Sept. 15 (UPI) — A groundbreaking study from Northwestern University reveals that the earliest indicators of Parkinson’s disease may differ from existing theories.
Published in the esteemed medical journal Neuron, the research proposes that a malfunction in neural synapses and cell function, not previously understood, could be the initial sign of Parkinson’s. This finding challenges the widely accepted belief that degeneration of dopaminergic neurons is the first event.
In a press release, the researchers state, “Degeneration of dopaminergic neurons is widely accepted as the first event that leaders to Parkinson’s. But the new study suggests that a dysfunction in the neuron’s synapses — the tiny gap across which a neuron can send an impulse to another neuron — leads to deficits in dopamine and precedes the neurodegeneration.”
Parkinson’s disease, affecting approximately 1-2% of the population, may now be approached from a new angle, targeting the synapses as a potential treatment strategy.
Dimitri Krainc, a study author, expresses hope, saying, “Based on these findings, we hypothesize that targeting dysfunctional synapses before the neurons degenerate may represent a better therapeutic strategy.”
The researchers aspire to gain more insight into the genetic mechanisms behind neuronal degeneration.
The study reveals that people who develop Parkinson’s often have dysfunctional mitophagy, the process by which cells recycle mitochondria. The key genes involved in this recycling process, Parkin and PINK1, are affected by mutations in Parkinson’s patients.

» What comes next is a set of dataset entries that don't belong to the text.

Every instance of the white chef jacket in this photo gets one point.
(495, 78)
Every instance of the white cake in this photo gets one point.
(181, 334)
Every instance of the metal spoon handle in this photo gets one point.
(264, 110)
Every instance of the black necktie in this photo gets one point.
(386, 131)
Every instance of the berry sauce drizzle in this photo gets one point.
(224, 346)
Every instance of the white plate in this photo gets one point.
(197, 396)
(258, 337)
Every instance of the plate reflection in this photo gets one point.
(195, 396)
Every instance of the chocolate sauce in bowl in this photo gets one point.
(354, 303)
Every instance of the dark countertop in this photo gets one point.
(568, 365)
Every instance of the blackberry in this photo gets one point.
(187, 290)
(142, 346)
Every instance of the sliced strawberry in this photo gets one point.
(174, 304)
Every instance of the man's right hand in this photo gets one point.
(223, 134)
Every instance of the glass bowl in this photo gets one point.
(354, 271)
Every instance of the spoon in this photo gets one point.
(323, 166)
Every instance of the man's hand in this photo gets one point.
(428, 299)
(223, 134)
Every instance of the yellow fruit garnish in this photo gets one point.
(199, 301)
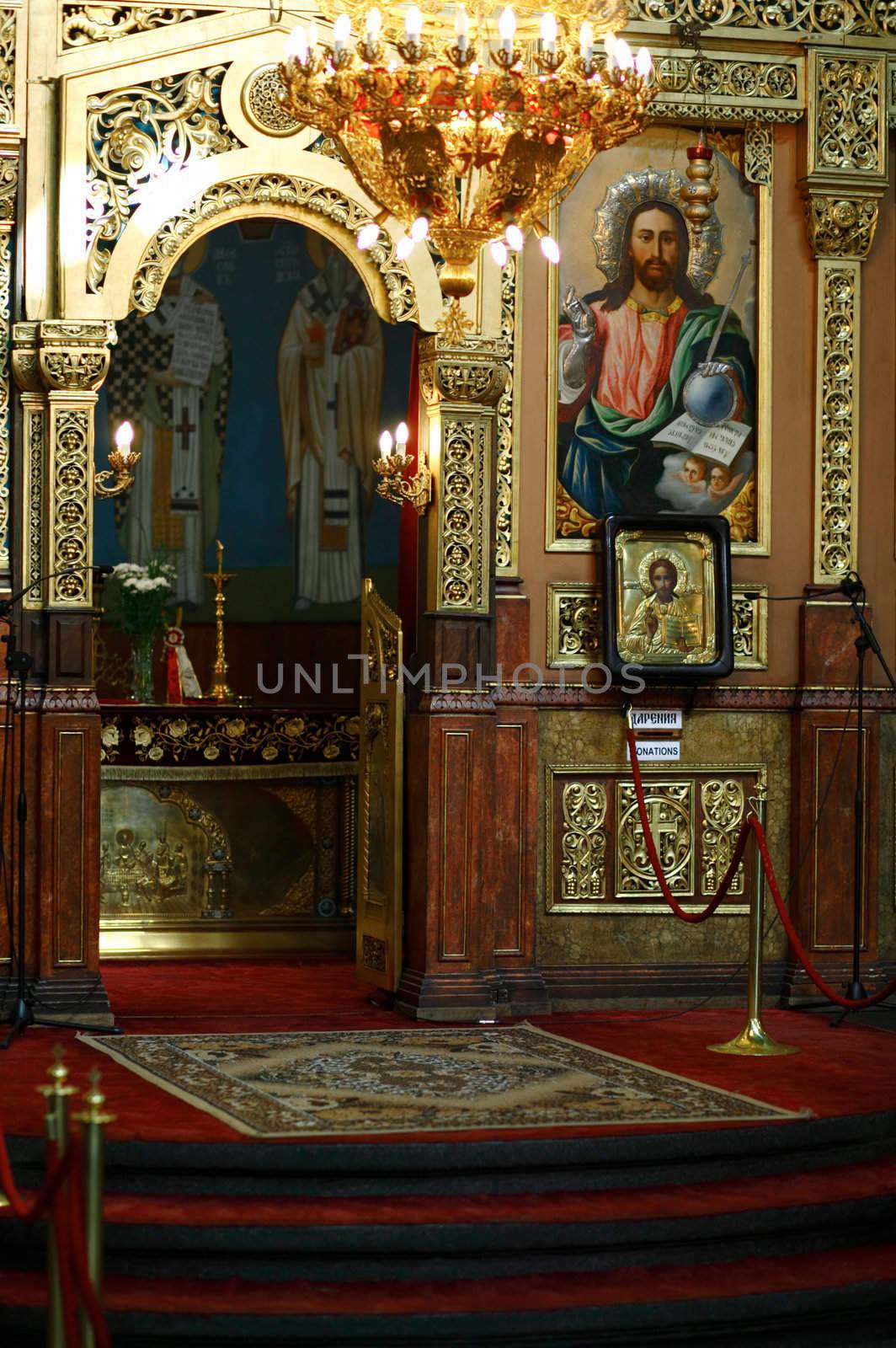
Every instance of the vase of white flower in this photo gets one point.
(138, 604)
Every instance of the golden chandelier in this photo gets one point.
(461, 134)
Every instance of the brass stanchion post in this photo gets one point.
(93, 1121)
(754, 1041)
(57, 1121)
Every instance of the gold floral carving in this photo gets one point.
(464, 570)
(573, 624)
(749, 627)
(723, 801)
(759, 148)
(135, 136)
(846, 115)
(860, 18)
(232, 739)
(584, 842)
(8, 67)
(740, 88)
(670, 808)
(841, 227)
(507, 494)
(262, 103)
(83, 24)
(72, 487)
(278, 195)
(837, 415)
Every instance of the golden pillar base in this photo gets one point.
(754, 1042)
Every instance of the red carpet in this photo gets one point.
(617, 1237)
(844, 1071)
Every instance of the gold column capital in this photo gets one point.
(74, 356)
(469, 372)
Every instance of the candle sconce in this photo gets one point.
(123, 460)
(391, 467)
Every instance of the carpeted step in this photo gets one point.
(413, 1238)
(848, 1294)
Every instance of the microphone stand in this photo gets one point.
(855, 591)
(19, 666)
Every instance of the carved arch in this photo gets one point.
(303, 188)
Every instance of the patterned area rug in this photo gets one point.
(424, 1080)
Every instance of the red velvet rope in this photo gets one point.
(67, 1213)
(795, 941)
(658, 866)
(30, 1211)
(751, 822)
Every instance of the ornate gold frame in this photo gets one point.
(758, 168)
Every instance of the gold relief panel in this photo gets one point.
(846, 116)
(84, 24)
(795, 18)
(573, 624)
(749, 613)
(670, 812)
(837, 418)
(596, 853)
(136, 134)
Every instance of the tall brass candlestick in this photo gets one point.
(220, 691)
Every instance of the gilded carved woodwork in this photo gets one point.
(8, 67)
(573, 624)
(741, 87)
(749, 627)
(670, 809)
(840, 226)
(723, 801)
(274, 195)
(461, 388)
(846, 115)
(138, 134)
(507, 431)
(792, 18)
(837, 420)
(596, 855)
(179, 738)
(83, 24)
(584, 842)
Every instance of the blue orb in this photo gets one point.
(711, 398)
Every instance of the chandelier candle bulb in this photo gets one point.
(341, 33)
(514, 236)
(296, 45)
(507, 27)
(623, 56)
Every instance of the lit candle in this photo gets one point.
(341, 33)
(413, 24)
(462, 29)
(123, 440)
(507, 27)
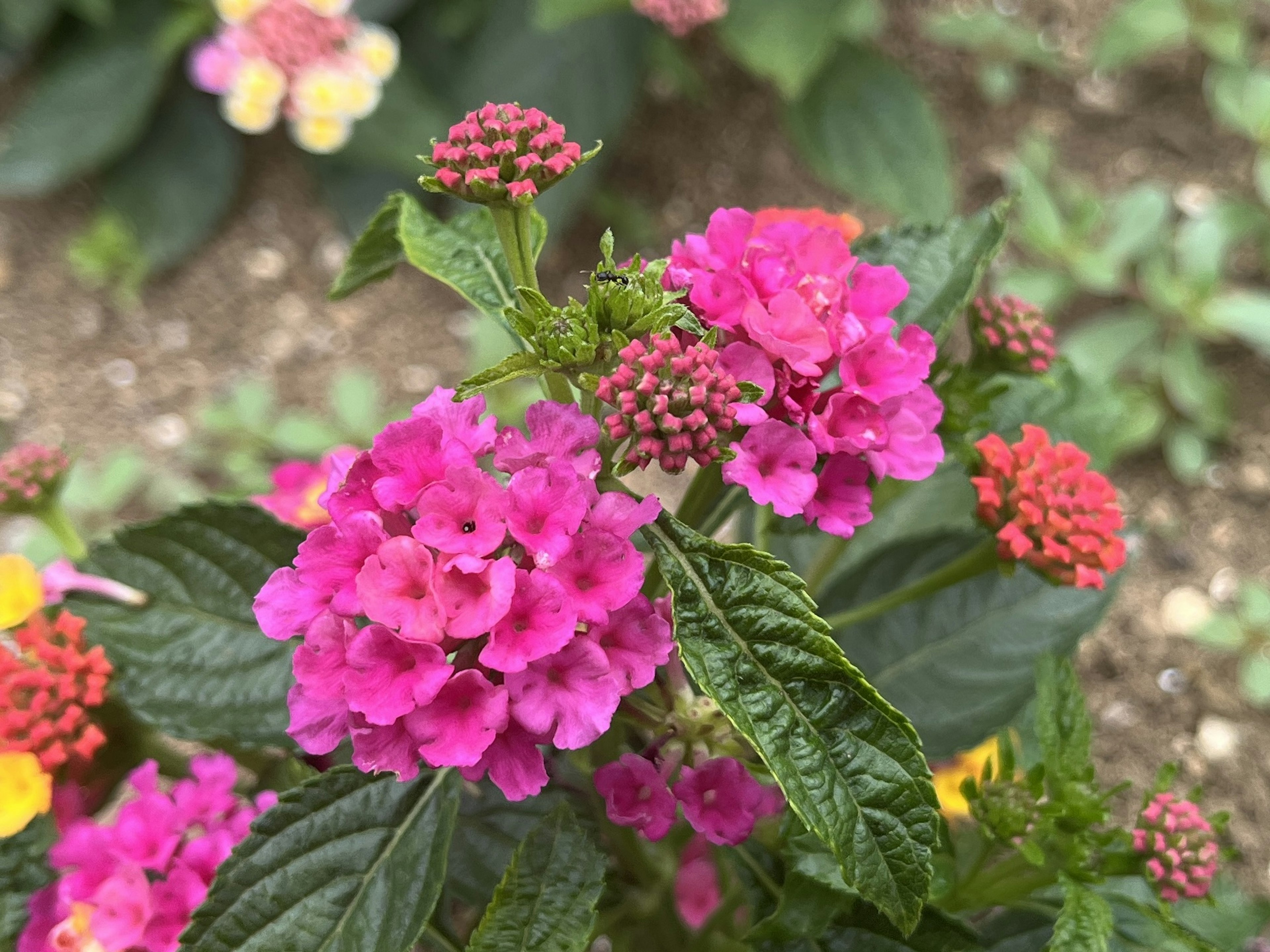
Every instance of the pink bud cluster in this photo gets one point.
(302, 488)
(1178, 842)
(1014, 329)
(721, 799)
(671, 402)
(681, 17)
(793, 306)
(503, 153)
(133, 884)
(30, 474)
(464, 619)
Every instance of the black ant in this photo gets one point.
(610, 277)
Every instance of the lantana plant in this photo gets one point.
(472, 689)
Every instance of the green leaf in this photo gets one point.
(83, 112)
(515, 367)
(192, 662)
(960, 663)
(178, 184)
(23, 870)
(1085, 922)
(1138, 30)
(785, 44)
(554, 15)
(849, 763)
(867, 127)
(346, 862)
(1255, 680)
(489, 831)
(1064, 728)
(943, 264)
(547, 902)
(463, 253)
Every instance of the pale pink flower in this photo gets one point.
(460, 724)
(775, 462)
(476, 595)
(721, 800)
(540, 622)
(567, 696)
(398, 588)
(635, 795)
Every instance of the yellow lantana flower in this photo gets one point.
(949, 776)
(26, 791)
(21, 591)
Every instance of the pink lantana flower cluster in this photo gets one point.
(844, 386)
(309, 61)
(302, 489)
(133, 883)
(503, 612)
(721, 799)
(1178, 842)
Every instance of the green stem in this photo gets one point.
(435, 936)
(831, 551)
(55, 517)
(978, 560)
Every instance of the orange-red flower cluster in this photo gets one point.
(46, 689)
(1048, 509)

Interestingly, the case of two sisters played a crucial role in unraveling the function of Parkin. While both sisters lacked the PINK1 gene, the sister who also had a partial deletion of Parkin developed Parkinson’s at 16, while the other sister remained unaffected until age 48.
This disparity led researchers to discover that Parkin is involved in dopamine release, a previously unknown function. The disruption of this function may play a significant role in accelerating the disease.
Krainc explains, “We have discovered a new mechanism to activate Parkin in patient neurons. Now we need to develop drugs that stimulate this pathway, correct synaptic dysfunction, and hopefully prevent neuronal degeneration in Parkinson’s.”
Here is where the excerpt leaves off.